Publishing is part of the problem. We need to be able to go from Final Cut Pro to web. It has the capability to deliver HTTP Live Streaming, but that's not supported in all browsers.

Everything from between "Final Cut Pro" and "Web Browser" needs to be standardized with easy-to-use self-publishing capabilities.

(The CDN can take care of the bandwidth)


All browsers (but Opera mini) support video [0]. There are standards all around video. The challenge is not in getting video from Final Cut Pro to a web browser, the challenge is to do it efficiently, economically with a good user experience.

CDN is the tiniest part of the whole process. Each video has to be re-encoded based on the device and network capabilities. CDN can the deliver anything anywhere. Also good video player is needed. Even with HLJ.js and Video.js it's a lot of work to put all of this together in a very user friendly way. And then you want to have cross device support and more. Video is just hard.

[0] https://caniuse.com/#feat=video


Right, but the whole process has to be optimized.

I mean, Final Cut pro can export videos to Facebook and YouTube, but to export on your own media site is where everything starts to fall apart in terms of user experience.


If the intent is to sell quality ads, advertisers need to see some audience analytics. A smaller publisher is less likely to get people to register, fill in the proper demographic data and stay logged in across all their devices than a large platform.

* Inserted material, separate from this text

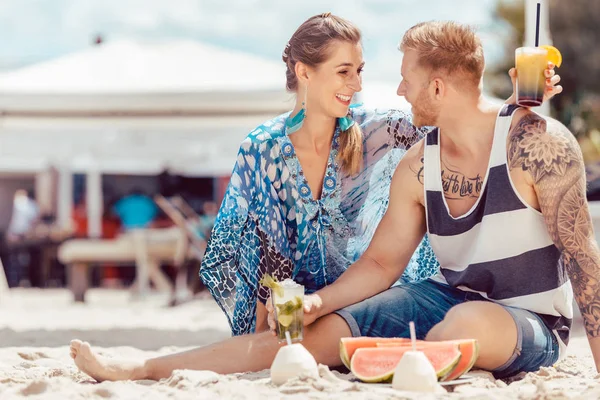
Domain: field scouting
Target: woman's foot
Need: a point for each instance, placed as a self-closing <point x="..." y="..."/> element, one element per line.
<point x="102" y="368"/>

A site can't do that. You need a CDN and streaming transcoders, etc. Of course if you only have a few viewers then HTML5 will play your self-hosted video files but I don't you think that's what you mean.


setting the discovery issue aside, there are SaaS companies like cloudinary.com that take care of all the transcoding / delivery / device matching stuff


Wayyyyyyy safer, and yet still not.


"...the shows are weekly, focus on evergreen topics and run up to eight minutes per episode..."

That's __obviously__ not a good fit for FB. Nothing more. Nothing less. To say anything more means someone has an ax to grind.

Perhaps the title oft his article should be: "Full Disclosure; Google Paid Me to Write This"?


I don't think I understand. Is it the 8 min part that isn't a good fit for FB?


How many people go to FB looking for "long form" evergreen video content? If you do, how easy it to search for?

One is a social network. The other a media platform. The expectations and usage of each is different. Put another way...you host it on YT and market it on FB, __not__ the other way around.

For a brand to pick the best platform for their __particular__ content is not new and noteworthy. That is, it's not news. It's fluff. It's clickbait.


Most likely someone who feels raw about FBs stock price on its way to full recovery despite the recent scandal.